As I think back over the years, the Atlantic articles I remember the most tend to be those published under Kelly’s predecessor, William Whitworth: Ellen Ruppel Shell’s horrifying report on mad-cow disease, published in 1998. William Calvin’s warning that even slight global warming could lead to a tipping point that would plunge Europe into another ice age, also published in 1998. Barbara Dafoe Whitehead’s “Dan Quayle Was Right,” from 1994, which helped transform the debate over the benefits of two-parent families. The Atlantic won nine National Magazine Awards during Whitworth’s tenure, including the big one, for general excellence, in 1993.
And if Whitworth’s Atlantic was not quite as on top of the news as Kelly’s and Murphy’s, it made up for that by being more consistently surprising. Certainly I never would have read a feature on the crisis in seminaries had it not arrived in my mailbox in 1990 (“The Hands That Would Shape Our Souls,” by Paul Wilkes).
Other than Bradley’s unforgivable decision to move the Atlantic out of Boston, his tenure has been a positive one. But can we please dispense with the fiction that the magazine had become irrelevant before Bradley swooped in to save it? It’s a different magazine from the one he bought from Mort Zuckerman – better in some ways, not so good in others. For Bradley to suggest otherwise is insulting to those of us who are longtime readers.
Dissector dissected
Danny Schechter’s weblog of progressive news from around the world has been hacked. If you go there now, you’ll see a message from the “Minus-Power Virus Coding Team.” Follow the link to irvirus.com at the bottom of the page, and you get something that looks to be in Arabic, with music.
A “whois” search reveals that the domain name “irvirus.com” is registered in Tehran, Iran. (So maybe the text is actually in Farsi rather than Arabic.) The contact is listed as arash {dot} hosseinian {at} gmail {dot} com. Frankly, I wouldn’t put much stock in this. Interesting if true, as they say – although the fact that the host is also based in Iran suggests that maybe this is for real.
Nothing about this yet on MediaChannel.org, the website that Schechter edits.
What Moog wrought
Whether you like synthesizers or not (I don’t, much), you should check out the “audio slide show” on Robert Moog that’s been posted at the New York Times website. (Click on “The Music of Robert Moog.”) Moog, who invented the synthesizer, died on Sunday.
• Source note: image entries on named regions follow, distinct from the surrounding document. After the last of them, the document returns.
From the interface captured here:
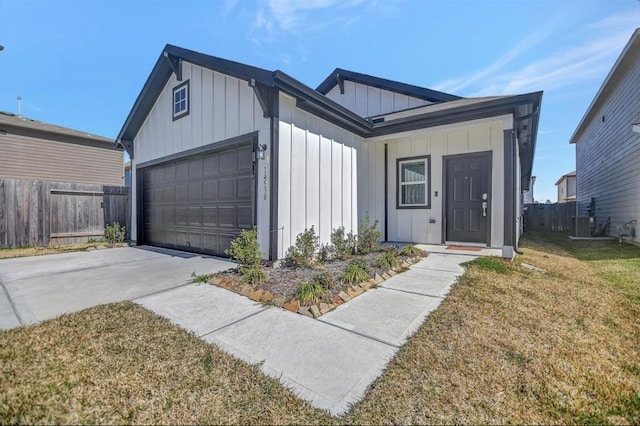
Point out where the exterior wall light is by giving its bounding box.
[258,143,267,160]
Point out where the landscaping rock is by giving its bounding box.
[298,306,313,318]
[249,288,264,302]
[309,305,322,318]
[260,291,273,303]
[320,303,331,315]
[282,300,300,312]
[271,296,287,306]
[338,291,351,302]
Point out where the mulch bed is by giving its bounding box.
[208,252,427,317]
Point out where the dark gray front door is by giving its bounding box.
[143,145,255,256]
[444,153,491,244]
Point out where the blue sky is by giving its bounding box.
[0,0,640,201]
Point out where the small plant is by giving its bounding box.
[342,259,369,284]
[318,244,333,263]
[224,228,262,269]
[104,222,127,245]
[287,226,318,268]
[191,271,213,283]
[398,244,424,256]
[296,281,329,305]
[313,271,336,290]
[240,268,267,286]
[376,251,398,269]
[358,212,382,254]
[331,226,356,260]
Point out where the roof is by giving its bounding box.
[116,44,542,190]
[316,68,460,102]
[556,172,576,185]
[569,28,640,143]
[0,111,113,144]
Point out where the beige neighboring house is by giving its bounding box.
[556,172,576,203]
[0,112,124,186]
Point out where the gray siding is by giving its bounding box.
[0,128,123,186]
[576,57,640,241]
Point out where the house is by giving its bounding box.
[570,28,640,243]
[556,172,576,203]
[0,112,123,186]
[116,45,542,259]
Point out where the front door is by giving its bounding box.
[444,153,491,244]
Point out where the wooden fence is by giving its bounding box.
[0,178,130,247]
[524,201,576,231]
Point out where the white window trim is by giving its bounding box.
[396,155,431,209]
[171,80,190,120]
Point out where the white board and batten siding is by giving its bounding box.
[131,61,271,257]
[277,94,362,258]
[576,55,640,242]
[361,116,512,247]
[326,80,431,117]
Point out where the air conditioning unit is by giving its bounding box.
[575,216,596,237]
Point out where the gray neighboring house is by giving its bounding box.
[0,112,123,186]
[570,28,640,243]
[556,172,576,204]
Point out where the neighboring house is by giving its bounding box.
[556,172,576,203]
[0,112,123,186]
[116,45,542,259]
[522,176,536,204]
[570,28,640,243]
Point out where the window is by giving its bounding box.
[397,156,431,209]
[173,80,189,120]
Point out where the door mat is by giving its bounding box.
[447,246,482,251]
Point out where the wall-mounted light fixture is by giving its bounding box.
[258,143,267,160]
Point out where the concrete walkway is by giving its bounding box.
[135,253,476,415]
[0,246,235,330]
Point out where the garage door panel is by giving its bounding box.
[218,178,238,200]
[142,146,255,256]
[236,206,253,229]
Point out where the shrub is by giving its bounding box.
[331,226,355,260]
[104,222,127,244]
[358,212,382,254]
[240,268,267,286]
[313,271,336,290]
[342,259,369,284]
[287,226,318,268]
[296,281,329,305]
[318,244,333,263]
[376,251,398,269]
[224,228,262,269]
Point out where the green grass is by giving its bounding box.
[0,233,640,424]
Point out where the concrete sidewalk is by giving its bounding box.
[135,253,476,415]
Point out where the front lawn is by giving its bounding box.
[0,233,640,424]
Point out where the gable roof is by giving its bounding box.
[316,68,460,102]
[0,111,113,144]
[569,28,640,143]
[116,44,542,190]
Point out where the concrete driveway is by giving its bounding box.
[0,246,235,329]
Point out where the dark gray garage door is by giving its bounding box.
[143,146,254,256]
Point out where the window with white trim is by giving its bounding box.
[397,156,431,209]
[173,80,189,120]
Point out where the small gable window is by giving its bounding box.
[173,80,189,120]
[397,156,431,209]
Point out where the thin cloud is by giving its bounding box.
[435,14,635,96]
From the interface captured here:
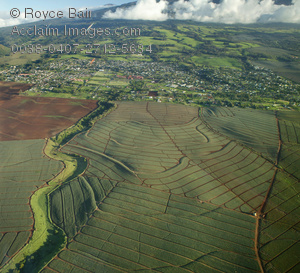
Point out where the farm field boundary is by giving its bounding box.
[3,103,113,272]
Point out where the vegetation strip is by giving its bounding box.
[2,102,113,273]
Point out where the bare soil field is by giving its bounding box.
[0,81,32,100]
[0,82,97,141]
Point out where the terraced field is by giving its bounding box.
[38,102,299,272]
[278,111,300,179]
[0,102,300,273]
[0,140,62,266]
[202,107,279,162]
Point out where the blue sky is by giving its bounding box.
[0,0,129,11]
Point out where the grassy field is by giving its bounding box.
[202,107,279,162]
[36,102,295,272]
[278,111,300,179]
[0,140,63,270]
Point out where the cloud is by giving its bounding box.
[104,0,300,24]
[104,0,168,21]
[0,5,113,27]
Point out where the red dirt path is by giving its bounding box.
[0,82,97,141]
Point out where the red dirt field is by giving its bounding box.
[0,81,32,100]
[0,82,97,141]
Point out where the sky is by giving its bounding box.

What I like most about the Times’ multimedia exhibit, narrated by music critic Allan Kozinn, are the generous sound clips from the Moog synthesizer’s early days: a longish snippet from Emerson, Lake & Palmer’s loathsome “Lucky Man” (on which the synth is used mainly for stupid sound effects), a bit from Wendy Carlos’s “Switched-On Bach” (the wonderfully creepy soundtrack to “A Clockwork Orange”) and the Beatles’ characteristically melodic and restrained use of the instrument on “Abbey Road.”
Amazon.com has some terrific clips from “Switched-On Bach” here. The CD is ranked #154 in sales this hour, no doubt a reaction to Moog’s death.
Correction: Media Nation is reliably informed that the soundtrack to “A Clockwork Orange” was actually a sequel to “Switched-On Bach,” heavily flavored by Beethoven.